The PermaTrak featured designer article series showcases top performing landscape architects and engineers who discuss their design perspective, current projects, challenges, and accomplishments.
This month’s featured designer is Keiji Asakura from Asakura Robinson. Keiji is the principal designer in Asakura Robinson’s Houston office, and has over 36 years of experience in urban design, landscape architecture, and community planning.
We talked with Keiji about how he got into the world of landscape architecture, the specialties of his firm, the Westbury High School project, and more.
Tell us about your background and the type of work you do for Asakura Robinson.
My first introduction into the line of work that I do, landscape architecture, was when I was in high school. I worked for a retail nursery, where I learned about plants. My first choice of study in college was computer science, but I was disillusioned by that. I was into ornamental horticulture because I was working for the nursery, and then one of the professors introduced me to landscape architecture. I switched studies to landscape architecture, leading me to the industry.

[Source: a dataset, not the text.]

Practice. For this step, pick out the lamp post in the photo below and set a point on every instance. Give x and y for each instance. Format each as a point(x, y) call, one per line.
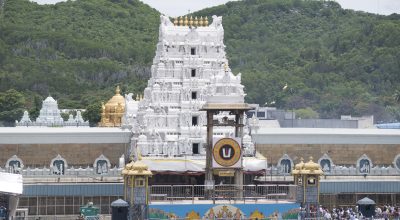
point(291, 92)
point(254, 126)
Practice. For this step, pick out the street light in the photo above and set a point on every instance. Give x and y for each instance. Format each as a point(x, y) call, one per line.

What would you say are your specialities and the specialties of Asakura Robinson?
We do planning, landscape architecture, and urban design—those are the three areas that we specialize in. We do a variety of community planning work, from area planning, to housing issues in a development, to urban design. We look at urban areas in terms of multimodal transportation to urban area infrastructure. We do landscape architecture in terms of green infrastructure, to schools and education including the design of parks, all the way down to individual gardens. That's the full gamut of what we do.
Tell me about the PermaTrak boardwalk project you worked on with Westbury High School...what was the space like? What did you do with it?

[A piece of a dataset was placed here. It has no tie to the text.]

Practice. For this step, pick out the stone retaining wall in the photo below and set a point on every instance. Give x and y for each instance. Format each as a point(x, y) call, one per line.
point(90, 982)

We had been working with the Westbury community on their open space management issues with flood control districts. They have a large retention basin and a sort of parkland. They wanted to make an enhancement, so the Westbury group got together with Westbury High School, and the school identified that they wanted to create a fishing pier, or a pier to get out onto the water. So we looked at a number of options and that’s when PermaTrak came up, and everybody liked the idea because it’s more durable and maintenance free.
Walk me through your material selection process, how did you decide on PermaTrak on this project? Can you share anything in particular that set it apart from the other material choices?
It started out with a very conventional wooden construction for the piers—that’s what the high school students researched. Then I threw out the idea of the more durable construction methodology that PermaTrak offers, which really reduces the maintenance but also adds to the durability and longevity of the structure. It’s very low maintenance, so they thought that was worth consideration. Other durable wood constructions, like tropical woods, are pretty costly items. When we did a comparative study, we found that the PermaTrak product is more affordable.
Do you believe this product will hold up to the weather in Houston?
Yes, I think so, because this is fresh water, it’s not salt water. It’s not a particularly challenging environment in terms of weather so I think it will hold up fine.
What other materials do you typically use for installing a project like this and in your opinion how do those compare in product longevity?
We typically use wood, but wood has a limited life. We’ve used piers like this in other parks. Wood construction, even treated lumber, in a climate like ours where it’s hot and humid would have a limited life. It gets moldy and slippery and is also more prone to vandalism. The PermaTrak product offers much better durability in that aspect.
Would you refer others to use PermaTrak?
Yes, based on our experience thus far I think so. We’d like to see how this will hold up, and that will be the test of how well it will weather, but yes.